DSBM-NeuralODE leverages the deterministic ODE formulation to enable high-order adaptive solvers (e.g., Dormand-Prince), reducing the required number of function evaluations (NFEs) by 5–10 $\times$ compared to fixed-step SDE samplers. On Gaussian transport, $1,000$ samples are generated in around $10$ seconds on CPU—yielding a $20\times$ speedup over IPF-based diffusion bridge methods ( $\sim 200$ s). The ODE surrogate’s smoothness in time facilitates more stable integration and visualization diagnostics relative to conventional SDE approaches.

The method remains less interpretable than symbolic SINDy-FM surrogates (which enable near-instantaneous inference and sparse models), but interpretability can be partially recovered through feature attribution and sensitivity analysis tools.

Empirical benchmarks demonstrate:

Gaussian transport ( $d=5$ ): DSBM-NeuralODE achieves $W_2=0.131$ with training/inference times of $2,326$ s/$21.8$ s and $2.7\times10^5$ parameters. Baseline DSBM (IPF) yields $W_2=0.103$ at $90$ s/$0.08$ s and $4.9\times10^3$ parameters.
MNIST latent translation ($8$-dim VAE): DSBM-NeuralODE attains FID = 72.2, Inception Score = 1.47, digit accuracy = 0.912, training = 450 s, inference = 0.08 s (Khilchuk et al., 14 Dec 2025).

In both cases, SINDy-FM achieves close performance with far fewer parameters and faster inference, but cannot match DSBM-NeuralODE for tasks requiring more expressive non-linear bridge dynamics.

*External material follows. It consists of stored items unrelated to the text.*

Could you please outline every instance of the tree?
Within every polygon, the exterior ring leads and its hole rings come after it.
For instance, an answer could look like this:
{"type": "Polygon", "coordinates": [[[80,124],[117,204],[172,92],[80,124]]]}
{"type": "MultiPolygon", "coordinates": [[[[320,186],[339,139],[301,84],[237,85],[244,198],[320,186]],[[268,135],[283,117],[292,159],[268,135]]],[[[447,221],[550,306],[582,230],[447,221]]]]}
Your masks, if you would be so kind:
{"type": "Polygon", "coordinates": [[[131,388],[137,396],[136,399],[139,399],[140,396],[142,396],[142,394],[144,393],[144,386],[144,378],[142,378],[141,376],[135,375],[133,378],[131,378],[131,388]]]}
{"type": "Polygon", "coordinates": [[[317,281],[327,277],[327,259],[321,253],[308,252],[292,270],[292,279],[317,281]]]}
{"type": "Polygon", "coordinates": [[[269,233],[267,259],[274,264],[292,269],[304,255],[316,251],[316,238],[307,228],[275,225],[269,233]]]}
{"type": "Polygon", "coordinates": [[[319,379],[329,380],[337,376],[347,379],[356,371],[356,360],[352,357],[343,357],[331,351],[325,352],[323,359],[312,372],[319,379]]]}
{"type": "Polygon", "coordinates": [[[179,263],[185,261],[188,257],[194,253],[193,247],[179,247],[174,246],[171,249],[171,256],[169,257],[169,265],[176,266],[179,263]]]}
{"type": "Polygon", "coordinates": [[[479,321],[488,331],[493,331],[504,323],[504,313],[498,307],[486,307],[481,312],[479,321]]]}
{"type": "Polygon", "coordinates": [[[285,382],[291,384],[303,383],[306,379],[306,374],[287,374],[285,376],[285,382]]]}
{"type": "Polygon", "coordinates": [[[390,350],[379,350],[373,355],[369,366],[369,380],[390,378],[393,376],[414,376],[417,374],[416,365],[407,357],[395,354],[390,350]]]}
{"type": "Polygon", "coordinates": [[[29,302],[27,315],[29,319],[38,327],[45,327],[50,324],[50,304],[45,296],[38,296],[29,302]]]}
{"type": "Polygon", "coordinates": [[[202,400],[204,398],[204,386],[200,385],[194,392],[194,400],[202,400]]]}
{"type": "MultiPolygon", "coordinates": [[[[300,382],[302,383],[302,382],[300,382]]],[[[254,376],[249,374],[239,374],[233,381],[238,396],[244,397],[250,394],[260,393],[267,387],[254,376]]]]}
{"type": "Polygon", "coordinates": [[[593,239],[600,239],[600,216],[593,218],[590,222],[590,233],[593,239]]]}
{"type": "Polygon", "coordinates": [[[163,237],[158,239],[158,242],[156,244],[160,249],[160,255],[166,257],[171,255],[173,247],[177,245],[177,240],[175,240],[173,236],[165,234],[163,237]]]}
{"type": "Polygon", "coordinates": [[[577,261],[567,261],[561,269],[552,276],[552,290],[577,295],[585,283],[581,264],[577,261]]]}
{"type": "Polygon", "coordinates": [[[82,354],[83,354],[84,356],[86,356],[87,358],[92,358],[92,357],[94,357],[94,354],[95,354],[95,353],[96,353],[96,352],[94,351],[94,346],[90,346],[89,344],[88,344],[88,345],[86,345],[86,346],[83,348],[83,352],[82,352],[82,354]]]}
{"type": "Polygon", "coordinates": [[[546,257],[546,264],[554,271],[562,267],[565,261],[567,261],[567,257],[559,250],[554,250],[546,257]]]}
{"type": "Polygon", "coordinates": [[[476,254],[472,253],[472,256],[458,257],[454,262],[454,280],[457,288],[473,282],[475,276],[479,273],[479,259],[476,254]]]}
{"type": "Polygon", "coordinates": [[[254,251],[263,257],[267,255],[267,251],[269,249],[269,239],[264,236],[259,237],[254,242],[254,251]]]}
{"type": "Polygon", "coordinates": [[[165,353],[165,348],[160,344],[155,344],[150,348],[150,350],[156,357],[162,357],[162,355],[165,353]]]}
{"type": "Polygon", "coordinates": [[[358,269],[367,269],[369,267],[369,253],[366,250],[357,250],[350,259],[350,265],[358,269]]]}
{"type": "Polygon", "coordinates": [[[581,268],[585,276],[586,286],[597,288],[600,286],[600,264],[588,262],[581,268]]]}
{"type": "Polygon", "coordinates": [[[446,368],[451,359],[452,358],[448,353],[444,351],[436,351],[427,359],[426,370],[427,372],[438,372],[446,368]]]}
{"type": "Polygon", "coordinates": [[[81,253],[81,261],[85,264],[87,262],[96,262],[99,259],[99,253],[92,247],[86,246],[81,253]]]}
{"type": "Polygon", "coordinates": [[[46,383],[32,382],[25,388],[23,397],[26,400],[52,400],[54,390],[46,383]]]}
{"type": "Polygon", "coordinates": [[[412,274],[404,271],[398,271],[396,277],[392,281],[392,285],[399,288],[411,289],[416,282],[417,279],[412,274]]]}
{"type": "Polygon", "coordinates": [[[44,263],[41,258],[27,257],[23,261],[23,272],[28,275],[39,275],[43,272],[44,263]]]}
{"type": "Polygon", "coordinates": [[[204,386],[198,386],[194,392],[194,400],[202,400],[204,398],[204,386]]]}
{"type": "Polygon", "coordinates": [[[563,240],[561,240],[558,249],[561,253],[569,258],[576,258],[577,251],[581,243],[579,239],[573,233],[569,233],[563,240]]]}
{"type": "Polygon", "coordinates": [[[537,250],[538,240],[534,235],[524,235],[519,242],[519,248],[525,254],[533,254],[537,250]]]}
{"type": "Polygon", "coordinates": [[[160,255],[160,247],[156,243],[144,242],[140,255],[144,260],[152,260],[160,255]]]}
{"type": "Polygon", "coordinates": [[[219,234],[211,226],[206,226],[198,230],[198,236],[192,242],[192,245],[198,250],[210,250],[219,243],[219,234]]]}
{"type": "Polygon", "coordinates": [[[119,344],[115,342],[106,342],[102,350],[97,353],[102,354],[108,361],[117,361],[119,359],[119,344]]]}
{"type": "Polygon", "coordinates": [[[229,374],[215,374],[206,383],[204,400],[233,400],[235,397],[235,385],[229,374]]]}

Task	Model	$W_2$ / FID / IS	Train s	Infer s	Params
Gaussian transport	DSBM-NeuralODE	$W_2=0.131$	2326	21.8	$2.7\times10^5$
Gaussian transport	DSBM (IPF)	$W_2=0.103$	90	0.08	$4.9\times10^3$
MNIST latent, 2 $\to$ 3	DSBM-NeuralODE	FID=72.2, IS=1.47	450	0.08	$2.7\times10^5$
MNIST latent, 2 $\to$ 3	SINDy-FM	FID $\approx$ 83–89	--	$<$ 0.001	541–923

6. Connections to Unified Bridge Paradigms and Theoretical Guarantees

DSBM-NeuralODE belongs to the broader class of unified bridge algorithms (UBA), which encompasses:

DSBM (Schrödinger Bridge Matching): SDE with nonzero reference noise $\sigma_{\mathrm{ref}} > 0$ .
Flow Matching: ODE (zero noise limit, $\sigma\to 0$ ) as in Benamou–Brenier optimal transport.

Both DSBM and flow matching minimize conditional MSE losses over “pinned” processes interpolating $\pi_0$ and $\pi_T$ ; the difference lies in the level of stochasticity and choice of process path law (Kim, 27 Mar 2025).

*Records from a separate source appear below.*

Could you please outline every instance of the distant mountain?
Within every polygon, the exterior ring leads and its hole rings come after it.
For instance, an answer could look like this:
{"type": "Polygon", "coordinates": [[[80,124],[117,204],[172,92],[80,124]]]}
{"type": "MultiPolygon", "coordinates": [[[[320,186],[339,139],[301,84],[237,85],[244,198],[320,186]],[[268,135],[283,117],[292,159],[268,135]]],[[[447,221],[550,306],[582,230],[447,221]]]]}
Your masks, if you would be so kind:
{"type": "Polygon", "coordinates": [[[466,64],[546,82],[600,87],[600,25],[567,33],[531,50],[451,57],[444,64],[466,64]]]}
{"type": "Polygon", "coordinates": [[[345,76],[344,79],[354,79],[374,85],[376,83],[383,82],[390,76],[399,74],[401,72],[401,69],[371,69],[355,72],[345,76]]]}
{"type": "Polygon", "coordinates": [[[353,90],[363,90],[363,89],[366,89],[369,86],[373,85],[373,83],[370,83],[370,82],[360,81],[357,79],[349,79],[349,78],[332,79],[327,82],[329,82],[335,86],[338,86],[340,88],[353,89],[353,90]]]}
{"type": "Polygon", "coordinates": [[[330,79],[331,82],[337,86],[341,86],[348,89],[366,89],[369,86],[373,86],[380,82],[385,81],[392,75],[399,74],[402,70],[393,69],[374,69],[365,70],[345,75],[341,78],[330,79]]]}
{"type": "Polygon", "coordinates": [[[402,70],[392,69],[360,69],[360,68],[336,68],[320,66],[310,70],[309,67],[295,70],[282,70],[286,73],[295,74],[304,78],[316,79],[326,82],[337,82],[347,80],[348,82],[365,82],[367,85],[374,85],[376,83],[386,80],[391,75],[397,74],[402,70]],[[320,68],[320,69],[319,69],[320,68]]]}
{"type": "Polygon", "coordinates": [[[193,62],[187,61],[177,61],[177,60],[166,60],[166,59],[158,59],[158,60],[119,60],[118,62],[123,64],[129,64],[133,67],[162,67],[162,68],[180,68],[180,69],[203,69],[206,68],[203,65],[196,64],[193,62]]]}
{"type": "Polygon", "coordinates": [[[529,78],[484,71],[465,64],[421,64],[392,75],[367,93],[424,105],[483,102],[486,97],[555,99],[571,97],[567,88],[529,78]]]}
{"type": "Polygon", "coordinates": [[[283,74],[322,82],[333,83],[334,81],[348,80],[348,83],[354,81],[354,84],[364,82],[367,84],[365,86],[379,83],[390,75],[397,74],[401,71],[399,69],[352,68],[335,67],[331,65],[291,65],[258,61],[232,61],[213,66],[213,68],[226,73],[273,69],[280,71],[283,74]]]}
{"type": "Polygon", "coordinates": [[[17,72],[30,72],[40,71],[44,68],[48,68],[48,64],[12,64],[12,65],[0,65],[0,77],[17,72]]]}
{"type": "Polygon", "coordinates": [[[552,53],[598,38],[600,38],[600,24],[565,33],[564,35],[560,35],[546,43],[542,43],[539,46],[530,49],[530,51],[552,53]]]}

Theoretical results guarantee:

Each DSBM iteration decreases $\mathrm{KL}(P^n \,\|\, P^{\mathrm{SB}})$ ; in the limit, convergence to the true bridge.
As $\sigma_{\mathrm{ref}}\to 0$ , SB solutions converge to the minimal-kinetic optimal transport solution (Benamou–Brenier flow), recovered by flow-matching objectives.
Universal approximation: Any time-state drift $b_t(x)$ is representable in a single iteration by the ODE surrogate, assuming sufficient model capacity and minimization accuracy (Kim, 27 Mar 2025, Khilchuk et al., 14 Dec 2025).

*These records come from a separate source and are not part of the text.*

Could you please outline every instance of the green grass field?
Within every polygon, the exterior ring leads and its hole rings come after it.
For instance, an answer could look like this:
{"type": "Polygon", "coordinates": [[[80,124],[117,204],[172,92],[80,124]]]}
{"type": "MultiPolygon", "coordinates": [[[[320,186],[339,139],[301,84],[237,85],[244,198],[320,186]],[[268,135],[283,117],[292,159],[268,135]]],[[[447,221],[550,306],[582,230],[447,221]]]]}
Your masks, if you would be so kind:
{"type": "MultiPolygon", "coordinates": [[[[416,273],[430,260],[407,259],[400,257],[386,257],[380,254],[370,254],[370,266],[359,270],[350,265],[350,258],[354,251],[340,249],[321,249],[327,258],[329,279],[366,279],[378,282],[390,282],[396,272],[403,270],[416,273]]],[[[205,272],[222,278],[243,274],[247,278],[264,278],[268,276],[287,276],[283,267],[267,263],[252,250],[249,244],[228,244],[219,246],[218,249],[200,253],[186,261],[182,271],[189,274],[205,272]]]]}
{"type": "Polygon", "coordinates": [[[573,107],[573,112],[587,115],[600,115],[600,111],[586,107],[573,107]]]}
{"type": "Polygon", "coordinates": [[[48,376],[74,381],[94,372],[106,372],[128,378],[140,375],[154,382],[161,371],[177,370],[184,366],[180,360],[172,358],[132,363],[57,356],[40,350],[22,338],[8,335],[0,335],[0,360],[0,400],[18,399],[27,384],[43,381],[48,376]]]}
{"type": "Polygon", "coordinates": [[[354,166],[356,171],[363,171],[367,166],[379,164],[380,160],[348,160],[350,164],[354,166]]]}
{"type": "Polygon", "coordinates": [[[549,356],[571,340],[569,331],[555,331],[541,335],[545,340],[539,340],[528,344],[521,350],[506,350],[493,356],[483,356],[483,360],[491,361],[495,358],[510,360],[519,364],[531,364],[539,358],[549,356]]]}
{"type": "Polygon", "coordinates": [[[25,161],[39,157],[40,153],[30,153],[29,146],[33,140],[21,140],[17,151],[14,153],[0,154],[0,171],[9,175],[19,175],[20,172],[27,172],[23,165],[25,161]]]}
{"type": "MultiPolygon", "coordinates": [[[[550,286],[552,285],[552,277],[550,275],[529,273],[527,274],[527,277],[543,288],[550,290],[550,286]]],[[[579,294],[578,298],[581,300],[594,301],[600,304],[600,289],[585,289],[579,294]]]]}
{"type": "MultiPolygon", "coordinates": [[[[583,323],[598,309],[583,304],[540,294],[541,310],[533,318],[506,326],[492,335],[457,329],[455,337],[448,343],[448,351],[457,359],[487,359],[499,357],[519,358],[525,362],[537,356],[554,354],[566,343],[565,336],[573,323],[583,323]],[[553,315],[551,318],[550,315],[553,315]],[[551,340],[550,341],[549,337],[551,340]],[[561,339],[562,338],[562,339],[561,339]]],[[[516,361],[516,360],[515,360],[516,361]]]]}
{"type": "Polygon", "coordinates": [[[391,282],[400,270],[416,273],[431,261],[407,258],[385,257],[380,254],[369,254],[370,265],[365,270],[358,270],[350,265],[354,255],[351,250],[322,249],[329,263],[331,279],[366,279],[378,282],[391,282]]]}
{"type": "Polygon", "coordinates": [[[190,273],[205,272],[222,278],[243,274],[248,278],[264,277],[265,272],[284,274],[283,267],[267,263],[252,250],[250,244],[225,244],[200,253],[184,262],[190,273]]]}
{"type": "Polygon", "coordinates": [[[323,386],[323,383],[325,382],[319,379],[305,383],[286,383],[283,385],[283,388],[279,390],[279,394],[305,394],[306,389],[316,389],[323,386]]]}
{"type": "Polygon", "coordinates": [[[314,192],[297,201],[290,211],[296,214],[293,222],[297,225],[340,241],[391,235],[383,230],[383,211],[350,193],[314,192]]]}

7. Limitations and Applicability Spectrum

DSBM-NeuralODE offers a balance between sample efficiency, expressiveness, and computational tractability. The ODE formulation enables advanced solvers and substantial speedups but is less interpretable and, due to overparameterization, can entail higher training costs. The method is best suited when high-fidelity reconstruction of non-linear bridge dynamics is essential. SINDy-FM remains preferable when interpretability and minimal parameterization are paramount, while classical IPF or SDE-based approaches may still be optimal for low-dimensional or limited-scale scenarios (Khilchuk et al., 14 Dec 2025).